Dans les dernières années, du bœuf frais, des légumes et des fruits de saison provenant de l'agriculture locale ont fait leur entrée dans le menu. 

« Cela peut motiver les petites fermes agricoles, d’avoir une demande prévisible grâce au marché de l'alimentation scolaire. Vous ne pouvez pas vous baser entièrement sur ça, mais vous pouvez créer une demande suffisante pour que ça fasse une différence.  »

— Une citation de  Arlene Mitchell, directrice de la Global Child Nutrition Foundation

Et les chances de développement sont nombreuses : dans les zones rurales, les grains de sorgho sont préparés localement afin de fournir de l’emploi à des groupes moins favorisés, comme les femmes. 

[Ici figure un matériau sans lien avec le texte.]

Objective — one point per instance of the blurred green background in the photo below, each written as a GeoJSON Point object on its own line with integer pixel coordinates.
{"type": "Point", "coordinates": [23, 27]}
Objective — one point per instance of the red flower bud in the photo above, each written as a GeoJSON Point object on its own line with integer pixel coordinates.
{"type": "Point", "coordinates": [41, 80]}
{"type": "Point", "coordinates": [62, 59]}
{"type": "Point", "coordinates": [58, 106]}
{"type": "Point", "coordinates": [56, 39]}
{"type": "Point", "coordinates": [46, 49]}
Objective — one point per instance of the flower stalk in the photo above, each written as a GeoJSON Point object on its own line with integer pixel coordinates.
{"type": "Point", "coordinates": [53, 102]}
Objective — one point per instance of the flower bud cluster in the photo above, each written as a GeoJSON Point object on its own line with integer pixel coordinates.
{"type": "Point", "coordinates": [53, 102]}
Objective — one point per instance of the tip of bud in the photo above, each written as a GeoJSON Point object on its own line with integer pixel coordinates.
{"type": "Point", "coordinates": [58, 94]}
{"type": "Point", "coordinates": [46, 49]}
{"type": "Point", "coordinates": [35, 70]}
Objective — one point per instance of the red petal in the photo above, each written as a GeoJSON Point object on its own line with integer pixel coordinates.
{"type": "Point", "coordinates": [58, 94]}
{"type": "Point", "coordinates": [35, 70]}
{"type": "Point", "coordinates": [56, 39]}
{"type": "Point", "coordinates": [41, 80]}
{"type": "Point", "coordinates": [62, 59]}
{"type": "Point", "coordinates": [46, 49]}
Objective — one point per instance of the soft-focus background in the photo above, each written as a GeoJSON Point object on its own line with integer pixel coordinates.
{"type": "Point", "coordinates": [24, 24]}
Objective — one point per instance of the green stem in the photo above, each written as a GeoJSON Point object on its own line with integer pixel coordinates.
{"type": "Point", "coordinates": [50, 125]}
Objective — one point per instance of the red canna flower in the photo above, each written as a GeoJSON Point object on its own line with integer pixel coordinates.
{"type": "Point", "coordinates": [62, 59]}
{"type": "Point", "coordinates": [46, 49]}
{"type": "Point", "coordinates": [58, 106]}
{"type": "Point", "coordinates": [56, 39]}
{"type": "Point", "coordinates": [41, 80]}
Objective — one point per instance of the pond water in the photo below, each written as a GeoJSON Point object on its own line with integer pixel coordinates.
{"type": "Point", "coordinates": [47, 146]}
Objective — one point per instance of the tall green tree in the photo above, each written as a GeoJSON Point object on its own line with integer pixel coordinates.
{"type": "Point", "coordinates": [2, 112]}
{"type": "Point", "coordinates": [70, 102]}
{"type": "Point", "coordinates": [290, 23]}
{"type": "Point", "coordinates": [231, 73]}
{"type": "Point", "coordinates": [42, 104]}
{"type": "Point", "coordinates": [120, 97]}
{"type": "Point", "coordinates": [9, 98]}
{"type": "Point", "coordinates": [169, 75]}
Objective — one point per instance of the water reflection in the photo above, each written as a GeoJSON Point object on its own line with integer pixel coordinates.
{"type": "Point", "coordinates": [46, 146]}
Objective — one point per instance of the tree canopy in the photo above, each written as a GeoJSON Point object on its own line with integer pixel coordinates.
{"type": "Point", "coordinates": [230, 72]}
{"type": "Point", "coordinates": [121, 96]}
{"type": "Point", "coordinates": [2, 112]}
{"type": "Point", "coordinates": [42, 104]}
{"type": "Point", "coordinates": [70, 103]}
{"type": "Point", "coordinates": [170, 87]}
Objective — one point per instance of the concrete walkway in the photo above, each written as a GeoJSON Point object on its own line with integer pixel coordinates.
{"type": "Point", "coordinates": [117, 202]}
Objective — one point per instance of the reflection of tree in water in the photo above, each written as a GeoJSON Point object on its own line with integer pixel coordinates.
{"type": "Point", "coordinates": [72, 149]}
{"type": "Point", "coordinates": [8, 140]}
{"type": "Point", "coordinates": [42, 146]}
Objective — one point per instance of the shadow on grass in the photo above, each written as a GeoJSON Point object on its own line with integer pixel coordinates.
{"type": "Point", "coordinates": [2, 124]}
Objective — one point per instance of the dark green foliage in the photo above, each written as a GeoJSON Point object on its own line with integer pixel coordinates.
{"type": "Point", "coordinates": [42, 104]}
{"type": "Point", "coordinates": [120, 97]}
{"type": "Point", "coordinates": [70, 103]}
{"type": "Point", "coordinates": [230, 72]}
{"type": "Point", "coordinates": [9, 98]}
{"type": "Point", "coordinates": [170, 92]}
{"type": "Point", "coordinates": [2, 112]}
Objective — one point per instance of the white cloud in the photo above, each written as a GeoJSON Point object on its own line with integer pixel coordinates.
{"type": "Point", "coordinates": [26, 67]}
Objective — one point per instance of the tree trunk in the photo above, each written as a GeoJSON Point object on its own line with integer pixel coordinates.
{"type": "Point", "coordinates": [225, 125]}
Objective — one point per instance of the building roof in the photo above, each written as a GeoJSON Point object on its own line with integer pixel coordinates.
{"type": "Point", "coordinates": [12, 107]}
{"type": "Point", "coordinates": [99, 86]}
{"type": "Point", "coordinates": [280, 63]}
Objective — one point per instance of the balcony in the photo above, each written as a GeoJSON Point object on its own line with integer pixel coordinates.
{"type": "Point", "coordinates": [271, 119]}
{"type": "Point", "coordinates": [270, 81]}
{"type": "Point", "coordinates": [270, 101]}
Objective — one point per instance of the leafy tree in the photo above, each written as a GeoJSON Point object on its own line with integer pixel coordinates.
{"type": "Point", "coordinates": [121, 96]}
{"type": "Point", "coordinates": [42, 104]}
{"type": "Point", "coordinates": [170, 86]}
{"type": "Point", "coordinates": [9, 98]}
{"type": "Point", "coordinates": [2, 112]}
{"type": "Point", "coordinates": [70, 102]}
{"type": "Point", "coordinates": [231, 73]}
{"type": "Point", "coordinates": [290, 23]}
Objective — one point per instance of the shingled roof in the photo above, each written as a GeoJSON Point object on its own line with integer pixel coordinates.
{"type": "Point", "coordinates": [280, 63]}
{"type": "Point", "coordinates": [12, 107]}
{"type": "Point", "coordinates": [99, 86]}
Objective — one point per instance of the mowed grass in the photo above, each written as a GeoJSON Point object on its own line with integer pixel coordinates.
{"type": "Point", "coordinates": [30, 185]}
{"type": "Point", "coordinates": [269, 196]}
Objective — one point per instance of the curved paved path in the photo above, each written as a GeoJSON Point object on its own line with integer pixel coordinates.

Les pays pauvres ont d’habitude moins de diversité dans leur menu que les pays riches, parce que la nourriture est fournie par des organismes externes, dit-elle. Mais une fois que les pays commencent à acheter de la nourriture localement, la diversité revient dans le menu.

Il n’y a visiblement pas un seul et unique modèle de politique alimentaire dont un pays peut se doter. Plusieurs facteurs entrent en compte. Et si ces programmes qui ont fait leurs preuves ailleurs dans le monde pouvaient encourager les gouvernements canadiens et québécois à développer ici un programme tout aussi inspirant et unique? 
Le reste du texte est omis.